- Film poster
- Directed by: Alec Mills
- Written by: Michael Rymer
- Produced by: Stanley O'Toole
- Starring: Linda Blair Tony Bonner
- Cinematography: John Stokes
- Edited by: David Halliday
- Music by: Brian May
- Production company: Village Roadshow Pictures
- Release date: 1990;
- Country: Australia
- Language: English

= Dead Sleep =

Dead Sleep is a 1990 Australian horror film directed by Alec Mills, about a series of suspicious deaths that occur in a psychiatric ward. The cast includes Linda Blair, veteran Australian actor Tony Bonner and Vassy Costiopoulos. The film went straight to video.

==Plot synopsis==
Based on the Chemsford Hospital scandal involving Dr. Harry Bailey, Maggie Healy (Linda Blair) works at a mental hospital and learns the grisly truth about Dr. Jonathan Heckett (Tony Bonner) who performs suspicious operations on comatose patients.

==Cast==
- Linda Blair as Maggie Healey
- Tony Bonner as Dr.
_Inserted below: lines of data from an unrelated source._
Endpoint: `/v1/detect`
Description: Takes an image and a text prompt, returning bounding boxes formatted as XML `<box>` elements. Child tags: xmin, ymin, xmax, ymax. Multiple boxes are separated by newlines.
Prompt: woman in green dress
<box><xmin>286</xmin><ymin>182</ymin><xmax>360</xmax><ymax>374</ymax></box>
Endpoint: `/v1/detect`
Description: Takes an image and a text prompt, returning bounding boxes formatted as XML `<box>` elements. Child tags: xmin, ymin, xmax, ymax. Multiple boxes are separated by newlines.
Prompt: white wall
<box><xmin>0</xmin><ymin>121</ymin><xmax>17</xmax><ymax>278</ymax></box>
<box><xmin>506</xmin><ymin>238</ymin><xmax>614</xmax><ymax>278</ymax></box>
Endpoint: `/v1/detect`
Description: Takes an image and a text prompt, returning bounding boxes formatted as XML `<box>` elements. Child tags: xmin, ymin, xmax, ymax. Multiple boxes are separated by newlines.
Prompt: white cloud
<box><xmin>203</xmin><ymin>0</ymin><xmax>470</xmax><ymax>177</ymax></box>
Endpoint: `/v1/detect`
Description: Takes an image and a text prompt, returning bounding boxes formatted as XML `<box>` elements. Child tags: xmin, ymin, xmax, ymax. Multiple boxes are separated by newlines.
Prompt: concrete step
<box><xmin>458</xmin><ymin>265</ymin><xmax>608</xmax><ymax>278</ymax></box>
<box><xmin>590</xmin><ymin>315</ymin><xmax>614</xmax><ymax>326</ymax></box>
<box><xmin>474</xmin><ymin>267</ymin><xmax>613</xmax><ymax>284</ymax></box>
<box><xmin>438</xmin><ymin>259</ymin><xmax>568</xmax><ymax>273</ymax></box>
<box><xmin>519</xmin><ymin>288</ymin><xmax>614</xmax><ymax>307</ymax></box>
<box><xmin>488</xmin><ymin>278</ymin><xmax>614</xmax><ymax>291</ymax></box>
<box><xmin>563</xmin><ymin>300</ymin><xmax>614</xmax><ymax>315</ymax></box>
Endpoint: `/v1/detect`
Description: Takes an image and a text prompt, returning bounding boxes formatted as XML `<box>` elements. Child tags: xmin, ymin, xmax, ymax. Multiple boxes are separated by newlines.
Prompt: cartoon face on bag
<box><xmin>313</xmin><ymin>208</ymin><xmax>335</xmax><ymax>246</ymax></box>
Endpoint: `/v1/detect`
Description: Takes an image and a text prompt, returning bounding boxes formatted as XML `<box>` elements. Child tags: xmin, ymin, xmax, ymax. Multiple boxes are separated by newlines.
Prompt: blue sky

Jonathan Heckett
- Andrew Booth as Hugh Clayton
- Christine Amor as Sister Kereby
- Sueyan Cox as Kaye
- Brian Moll as Dr. Shamberg
- Vassy Cotsopoulos as Thena Fuery
- Craig Cronin as Dr. Harry Lark
- Peta Downes as Jessica Sharp
- Suzie MacKenzie as Wendy
- Russell Krause as Orderly
- Slim de Grey as Mr McCarthy
- Graham Matters as Patient
- Mike Bishop as Policeman

==Production==
The film was one of three low budget films produced as part of Village Roadshow’s 'The Silver Series', including slasher horror Bloodmoon and action film Hurricane Smith. The Silver Series reflected a departure from stereotypical Australian films of the past. The intention was to appeal to a new international market, based on the drawcard that films could be produced in Australia at a significantly lower cost than in the USA.